Видно было, что очень многое накипело на сердце у Пэна, если так долго и откровенно рассказывал он Виталию. Но чем жил он, на что надеялся?.. «Наша тоже революса была, такой доктор Сун был. Тебе знай?»
— Знаю, как не знать, — сказал Виталий. — Ленин друг ему.
— Ага, русский знай, какой это люди Сун… А китайский люди ещё мало знай… Его говори: надо земля мужика давай, рыбака, грузчика, всякий другой люди надо вместе живи, джангуйда — хозяин не надо, джангуйда контрюми, голова ломай надо!
— Ого! — сказал Виталий обрадованно. — Ты откуда все это знаешь, а? Правильно, наша вот так тоже делай: джангуйда голова ломай, сам живи хочу…
— Наша тут один люди есь, ходи, говори всяко! — уклончиво ответил лодочник.

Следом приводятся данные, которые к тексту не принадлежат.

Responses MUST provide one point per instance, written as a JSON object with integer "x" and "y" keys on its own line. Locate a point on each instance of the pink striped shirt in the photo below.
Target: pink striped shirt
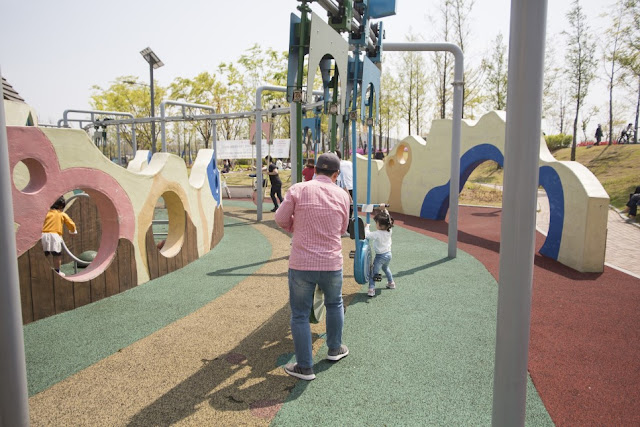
{"x": 317, "y": 213}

— Ничего, Пэн, — положил Виталий руку на плечо китайцу. — Мало-мало маманди, подожди, потом Китай тоже как наша Россия делай.
— Моя так тоже думай!
Пэн вдруг насторожился, легонько поднял руку. Виталий замолк. По колеблющемуся помосту лодок уверенно шёл, легко ориентируясь в этой сумятице весел, домашней утвари и распростёртых на палубах тел, крупный плотный человек. Видимо, он был здесь своим, потому что на его вполголоса сказанное «лайла», которое он произносил как-то необычно бодро и весело, отовсюду слышалось торопливое: «Лайла, лайла, ходя!» Пэн встал.
— Это наша люди, я тебе говорил.
Лодочник подошёл к борту джонки и помог пришедшему взобраться на палубу. Он что-то коротко и тихо сказал. Пришедший стал его расспрашивать. Пэн отвечал быстро, взволнованно, потом подошёл к Виталию вместе с пришедшим, который, вглядываясь в лицо юноши, сказал приветливо, но осторожно, без всякого обращения:
7
Сладкая редька.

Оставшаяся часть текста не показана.